Passo adiante

Jornal O Estado do Maranhão
Tenho feito diversas referências aqui à inflação que feriu nossa sociedade durante anos. A cura tardia dessa doença econômica trouxe dias melhores a milhares de brasileiros. Antes, porém, por falta de defesa contra ela e diferentemente dos ricos, capazes de defenderem-se, os pobres viam seus minúsculos rendimentos desmancharem-se rapidamente no ar, semelhantemente à dissolução, pelo capitalismo, de valores morais e espirituais, apontada pelos jovens Marx e Engels: “Dissolvem-se todas as relações sociais antigas e cristalizadas, com seu cortejo de concepções e de idéias secularmente veneradas”.

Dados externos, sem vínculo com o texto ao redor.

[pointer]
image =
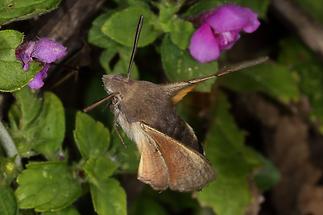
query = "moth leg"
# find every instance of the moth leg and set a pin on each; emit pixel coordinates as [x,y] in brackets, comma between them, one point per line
[115,129]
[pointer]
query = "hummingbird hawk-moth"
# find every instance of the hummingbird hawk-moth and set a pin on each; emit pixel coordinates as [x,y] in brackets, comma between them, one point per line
[170,154]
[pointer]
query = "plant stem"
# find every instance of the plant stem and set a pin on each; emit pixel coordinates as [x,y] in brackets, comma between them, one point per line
[8,145]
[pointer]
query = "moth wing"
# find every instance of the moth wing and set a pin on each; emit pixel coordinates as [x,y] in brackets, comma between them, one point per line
[152,167]
[188,170]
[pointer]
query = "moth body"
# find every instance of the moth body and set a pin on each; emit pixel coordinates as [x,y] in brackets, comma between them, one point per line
[171,156]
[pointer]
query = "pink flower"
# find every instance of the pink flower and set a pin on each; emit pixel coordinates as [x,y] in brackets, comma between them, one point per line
[220,29]
[43,50]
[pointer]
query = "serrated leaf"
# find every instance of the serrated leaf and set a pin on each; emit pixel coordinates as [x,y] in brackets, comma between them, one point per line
[181,32]
[41,129]
[15,10]
[109,198]
[147,206]
[229,193]
[99,168]
[121,66]
[313,8]
[12,76]
[270,78]
[94,143]
[121,26]
[309,68]
[65,211]
[179,65]
[8,204]
[47,186]
[260,7]
[97,37]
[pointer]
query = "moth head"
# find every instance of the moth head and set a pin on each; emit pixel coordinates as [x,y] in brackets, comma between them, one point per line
[116,84]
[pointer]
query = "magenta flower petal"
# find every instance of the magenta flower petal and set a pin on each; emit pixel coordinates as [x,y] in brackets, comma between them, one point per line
[48,51]
[204,46]
[232,17]
[24,52]
[38,81]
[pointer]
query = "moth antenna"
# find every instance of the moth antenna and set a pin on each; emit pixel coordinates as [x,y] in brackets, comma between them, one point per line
[135,44]
[115,129]
[233,68]
[240,66]
[95,104]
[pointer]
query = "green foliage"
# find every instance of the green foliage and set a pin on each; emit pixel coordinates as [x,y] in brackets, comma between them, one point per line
[229,193]
[47,186]
[65,211]
[109,198]
[98,167]
[14,10]
[112,49]
[313,8]
[118,25]
[37,120]
[271,78]
[179,65]
[100,136]
[37,124]
[12,76]
[8,205]
[299,59]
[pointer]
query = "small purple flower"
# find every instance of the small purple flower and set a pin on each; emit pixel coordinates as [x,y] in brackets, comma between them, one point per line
[220,29]
[38,81]
[43,50]
[48,51]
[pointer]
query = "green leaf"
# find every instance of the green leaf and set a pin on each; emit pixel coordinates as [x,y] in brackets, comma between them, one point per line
[313,8]
[14,10]
[65,211]
[179,65]
[271,78]
[99,168]
[229,193]
[40,129]
[94,143]
[12,76]
[147,206]
[181,32]
[109,198]
[121,66]
[121,26]
[8,204]
[97,37]
[47,186]
[309,68]
[200,7]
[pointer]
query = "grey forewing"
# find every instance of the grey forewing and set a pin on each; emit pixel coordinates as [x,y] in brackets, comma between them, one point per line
[147,102]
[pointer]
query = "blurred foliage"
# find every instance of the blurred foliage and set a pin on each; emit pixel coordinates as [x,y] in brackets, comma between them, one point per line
[63,168]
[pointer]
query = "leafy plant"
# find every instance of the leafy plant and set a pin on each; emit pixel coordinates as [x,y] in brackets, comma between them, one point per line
[54,158]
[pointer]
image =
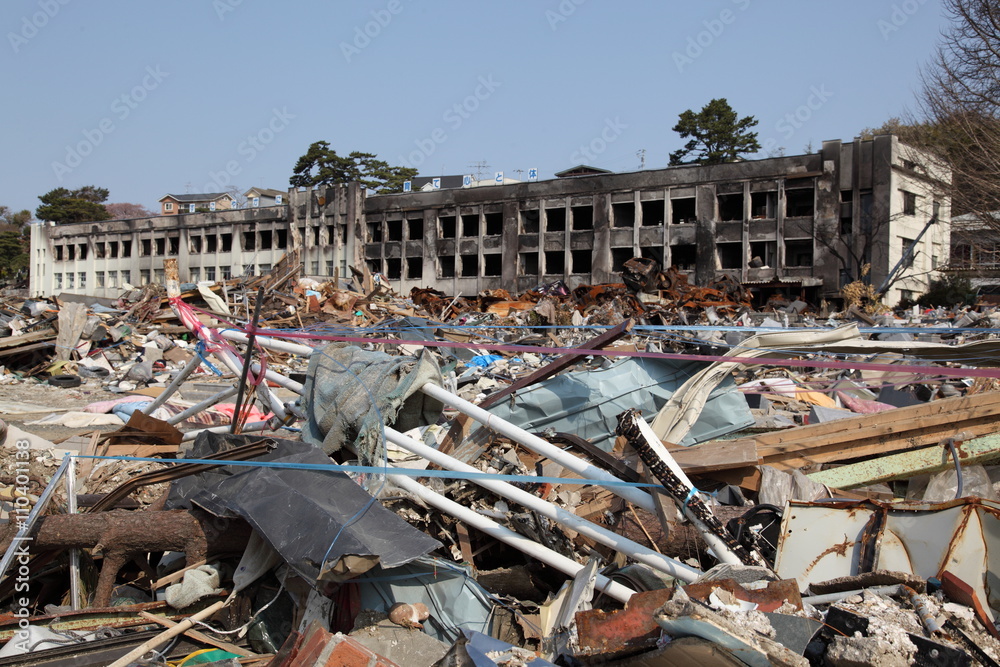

A verdade, contudo, é esta: há muita coisa a ser feita ainda, apesar do muito que já se fez. O fim da desordem no sistema de preços representou, claro, a eliminação do imposto inflacionário, fonte graciosa, para os governos, do financiamento da farra de gastos de então, com as conseqüências desastrosas bem conhecidas. Ora, em um ambiente econômico não-inflacionário, como o prevalecente no país a partir de 1994, o banimento desse tributo perverso não foi compensado por um sistema tributário que incentivasse a formação de poupança no Brasil e criasse, por conseqüência, a possibilidade do equilíbrio orçamentário do governo pelo financiamento interno. Em outras palavras, uma reforma profunda, exigida pelas novas circunstâncias não foi feita. Resultado: a fim de equilibrar suas contas, o governo passou a recorrer cada vez mais ao endividamento externo.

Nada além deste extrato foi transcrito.